Contract for the Web - maaaats
https://contractfortheweb.org/?2019
======
salawat
Irony: the contract for the web, while giving you the option to control your
cookie settings at first glance just drops to a prompt that all cookies are
strictly necessary, so you should just accept them, because they are a request
for service.

No wonder Google and Facebook signed on so quick! They'd be happy to give the
appearance of accommodating to grant you control, whilst in reality nudging
you right back toward the typical exploitation path.

Furthermore, some of the principles seem to be self-defeating. "Gender
responsive" and most of the principles that have to do with "systemically
underserved groups" assume the capability to granularly determine or "target"
those in that group; something that defeats the purpose of not being able to
isolate one group or another from service.
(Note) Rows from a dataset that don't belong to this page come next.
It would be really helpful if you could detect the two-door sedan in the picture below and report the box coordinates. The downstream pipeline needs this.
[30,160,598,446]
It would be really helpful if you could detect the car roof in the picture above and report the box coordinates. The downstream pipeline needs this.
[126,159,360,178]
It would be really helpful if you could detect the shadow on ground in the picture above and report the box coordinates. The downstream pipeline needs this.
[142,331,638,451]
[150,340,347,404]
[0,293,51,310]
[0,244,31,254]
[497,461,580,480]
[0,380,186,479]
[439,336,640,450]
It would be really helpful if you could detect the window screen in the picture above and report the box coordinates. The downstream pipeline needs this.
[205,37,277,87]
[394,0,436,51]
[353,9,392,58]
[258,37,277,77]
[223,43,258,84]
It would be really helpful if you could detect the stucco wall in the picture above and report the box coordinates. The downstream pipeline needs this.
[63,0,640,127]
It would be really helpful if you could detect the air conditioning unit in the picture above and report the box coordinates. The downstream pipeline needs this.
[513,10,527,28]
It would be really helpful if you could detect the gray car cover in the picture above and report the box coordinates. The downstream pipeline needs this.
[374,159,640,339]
This is one of those cases where
setting access constraints on a geographic basis would actually be helpful, as
it removes any semblance of an individual's identifying information or
circumstance (except geographic location) from the equation.

Will update as I get further, just got through the government section, and I'm
liking what I see in general, but I still feel that there is a heck of a lot
of concession in the form of implicitly playing exploitative behavior by large
actors getting enshrined in this thing.

Edit:

Under "Keep the Internet available all the time", there are the typical carve
outs for trying to allow content takedowns in ways grounded in law, but
consistent with human rights without any concession to any of the problems
such a carve out creates. See copyright trolling, DMCA abuse, et al.
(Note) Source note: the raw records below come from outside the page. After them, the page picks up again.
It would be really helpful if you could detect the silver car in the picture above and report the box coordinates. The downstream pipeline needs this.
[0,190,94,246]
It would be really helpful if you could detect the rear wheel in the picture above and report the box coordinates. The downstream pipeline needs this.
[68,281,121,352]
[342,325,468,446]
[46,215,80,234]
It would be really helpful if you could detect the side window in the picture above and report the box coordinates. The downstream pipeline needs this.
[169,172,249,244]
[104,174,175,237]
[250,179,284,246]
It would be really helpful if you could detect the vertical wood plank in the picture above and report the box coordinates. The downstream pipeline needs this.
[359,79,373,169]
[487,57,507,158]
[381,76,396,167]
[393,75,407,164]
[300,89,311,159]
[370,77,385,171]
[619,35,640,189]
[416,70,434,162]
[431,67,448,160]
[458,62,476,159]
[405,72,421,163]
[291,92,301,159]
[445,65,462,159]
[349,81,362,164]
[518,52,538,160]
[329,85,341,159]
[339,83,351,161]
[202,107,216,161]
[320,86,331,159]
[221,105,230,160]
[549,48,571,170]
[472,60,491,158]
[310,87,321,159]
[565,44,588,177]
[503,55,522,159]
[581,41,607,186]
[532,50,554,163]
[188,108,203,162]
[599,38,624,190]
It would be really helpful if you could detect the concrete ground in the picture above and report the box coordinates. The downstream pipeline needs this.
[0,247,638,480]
Government protection and establishment of data rights is actually pretty
good.

The Companies section is basically a regurgitation of the Government
principles with slightly modified language. No comments offered with regards
to multi-nationals, or any responsibility to not act in a parasitic manner to
the user base at large. Again, I can see Google and Facebook buying into this,
because legalistically speaking they can say they've already done most
everything, and there is no implied commitment to actually do or remedy any of
the socially unhealthy things they engage in as business verticals.

Principle 6 has the potential to become problematic, as what is the "best" and
"worst" of humanity changes with the beholder. I.e. businesswise, the worst
aspects of human nature drive the best KPI's; so from their point of view
given massive blinders, they'd be doing exactly what they are supposed to on
the tin.

The Citizen section is okay; though 8 still enshrined traceability of groups.
Building that in just seems to be championing the process of using web-based
metadata collection as a viable course of doing business, and does nothing to
condemn targeting of specific groups.